Our Story, as told by Lara:
I married the love of my life and my best friend, Trey, four years ago. We met when we were freshmen in college, and I knew right away I wanted to marry him. We waited until I was done with grad school before getting married. Although we had been together for nearly eight years when we got married, we decided to put off trying to start a family because he was in the Navy and I was only working part time at my job. We were proud of ourselves because we thought we were being responsible and that waiting was the right thing to do.
My wake up call came in the summer of 2014. Something was wrong with me and I finally went to see my gynecologist. She did several tests, one of which was to check for cancer; this was the most terrifying twenty-four hours of my entire life. I was eventually diagnosed with PCOS. We immediately decided to start trying to become pregnant and I was put on Clomid. I never had a confirmed ovulation and never became pregnant. Meanwhile, my friends and family were having babies left and right and I was torturing myself going to baby showers, buying presents for the babies, and thinking to myself “What are we doing wrong?”
I was referred to our fertility specialist when all the doses of Clomid did not make me ovulate. In the past seven months I have tried Letrozole, which caused one confirmed ovulation, and three rounds of Gonal-F that did make me ovulate twice, but unfortunately did not result in a pregnancy. We have decided to skip doing IUIs so that we can save our time and money towards doing an IVF cycle.
We are already preparing to be parents. I have a “mom car” and we bought a house with enough room to grow into. The room next to ours is “the baby’s room” but there is no baby to put in it. I have my husband’s baby blankets to put on a crib that I can’t buy yet. My heart aches to be a mother.
In all of our time together I have always had a vision of us as parents; lots of kids running around, taking vacations to the beach with my parents and to ski with my husband’s parents. I imagine us teaching them about the world and how to make it a better place. How Trey would have to be the one to help them with their math homework because I don’t remember anything past geometry, and how sad and proud I would be when they left home for college. I can see all this for us; we are already parents, but without children. I fell in love with Trey for so many reasons: his sense of humor, his intelligence, and how he makes me feel loved and cherished. He has all those amazing qualities that great dads have, and it hurts me so much that I am the reason he is not a father.
We have two nieces and one nephew who we absolutely adore.

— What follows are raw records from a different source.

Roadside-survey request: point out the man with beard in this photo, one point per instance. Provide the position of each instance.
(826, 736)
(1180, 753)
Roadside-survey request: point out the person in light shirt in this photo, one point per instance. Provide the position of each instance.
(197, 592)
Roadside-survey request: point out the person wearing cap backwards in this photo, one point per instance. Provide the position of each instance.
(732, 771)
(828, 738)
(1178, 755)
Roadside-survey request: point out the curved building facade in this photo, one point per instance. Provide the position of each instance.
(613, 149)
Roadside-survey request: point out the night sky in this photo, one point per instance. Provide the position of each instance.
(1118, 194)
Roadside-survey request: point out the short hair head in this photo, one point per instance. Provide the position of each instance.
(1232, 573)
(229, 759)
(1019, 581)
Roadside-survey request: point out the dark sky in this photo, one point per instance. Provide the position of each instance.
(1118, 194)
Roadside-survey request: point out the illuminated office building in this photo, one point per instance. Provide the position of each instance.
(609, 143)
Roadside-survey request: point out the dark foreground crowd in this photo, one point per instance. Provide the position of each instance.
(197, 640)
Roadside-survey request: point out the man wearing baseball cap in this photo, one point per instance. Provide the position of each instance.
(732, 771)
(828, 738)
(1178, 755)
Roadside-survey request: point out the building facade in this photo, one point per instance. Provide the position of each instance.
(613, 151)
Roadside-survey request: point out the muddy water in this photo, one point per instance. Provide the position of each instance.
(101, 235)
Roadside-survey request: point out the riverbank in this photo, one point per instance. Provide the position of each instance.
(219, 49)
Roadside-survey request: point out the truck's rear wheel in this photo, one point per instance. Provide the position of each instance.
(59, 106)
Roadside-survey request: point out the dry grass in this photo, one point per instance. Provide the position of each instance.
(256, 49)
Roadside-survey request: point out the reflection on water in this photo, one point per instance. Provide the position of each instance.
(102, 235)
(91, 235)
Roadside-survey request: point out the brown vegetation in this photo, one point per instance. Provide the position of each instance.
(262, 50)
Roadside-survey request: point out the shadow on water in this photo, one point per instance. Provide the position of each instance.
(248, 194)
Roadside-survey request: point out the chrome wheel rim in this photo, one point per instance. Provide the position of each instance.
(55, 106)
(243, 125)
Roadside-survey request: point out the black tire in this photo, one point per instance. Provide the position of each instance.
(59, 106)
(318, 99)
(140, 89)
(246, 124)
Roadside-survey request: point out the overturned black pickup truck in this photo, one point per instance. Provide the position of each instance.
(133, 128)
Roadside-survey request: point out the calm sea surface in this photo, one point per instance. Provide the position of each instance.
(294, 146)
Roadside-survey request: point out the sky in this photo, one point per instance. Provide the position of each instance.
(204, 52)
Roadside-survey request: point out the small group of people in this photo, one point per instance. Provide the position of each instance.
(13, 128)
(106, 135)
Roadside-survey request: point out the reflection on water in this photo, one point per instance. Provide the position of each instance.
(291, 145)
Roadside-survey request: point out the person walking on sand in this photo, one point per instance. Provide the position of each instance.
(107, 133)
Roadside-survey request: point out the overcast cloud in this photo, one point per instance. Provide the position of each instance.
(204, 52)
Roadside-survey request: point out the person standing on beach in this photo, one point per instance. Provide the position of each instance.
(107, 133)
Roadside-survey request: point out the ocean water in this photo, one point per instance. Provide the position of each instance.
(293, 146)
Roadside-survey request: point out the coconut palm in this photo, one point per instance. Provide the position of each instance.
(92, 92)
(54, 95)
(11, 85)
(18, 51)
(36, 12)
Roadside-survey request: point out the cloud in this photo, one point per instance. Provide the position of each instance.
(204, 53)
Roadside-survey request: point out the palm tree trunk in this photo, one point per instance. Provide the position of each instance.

We understand that there’s a chance that having our own family may never happen, and if that’s where our journey leads us then we will eventually become okay. We will learn to be all right with it. If that’s where we end up, we’ll just continue being the most awesome aunt and uncle for our nieces and nephew.
We need an opportunity to raise funds because I am a state employee and Trey is working on his MBA at night while completing an internship at the Virginia Housing Dept Authority during the day. Needless to say, we live on a strict budget. I wasn’t expecting to have any issues getting pregnant, but I had them all the same. Our insurance paid for a good portion of testing to get a confirmatory diagnosis of PCOS/infertility, but after that we were pretty much on our own with fertility treatment costs.
Our journey has been lonely, it has been challenging, and we have felt raw emotions and gone through ordeals we never could have imagined. Imagine our excitement when we were chosen as a Featured Couple for 2017! We are so grateful and so excited about this opportunity to raise funds for our pathway to parenthood. We are excited to share our story and to raise awareness about infertility.
Thank you to everyone who has loved us and supported us during our fertility journey. We hope to see you all at the race!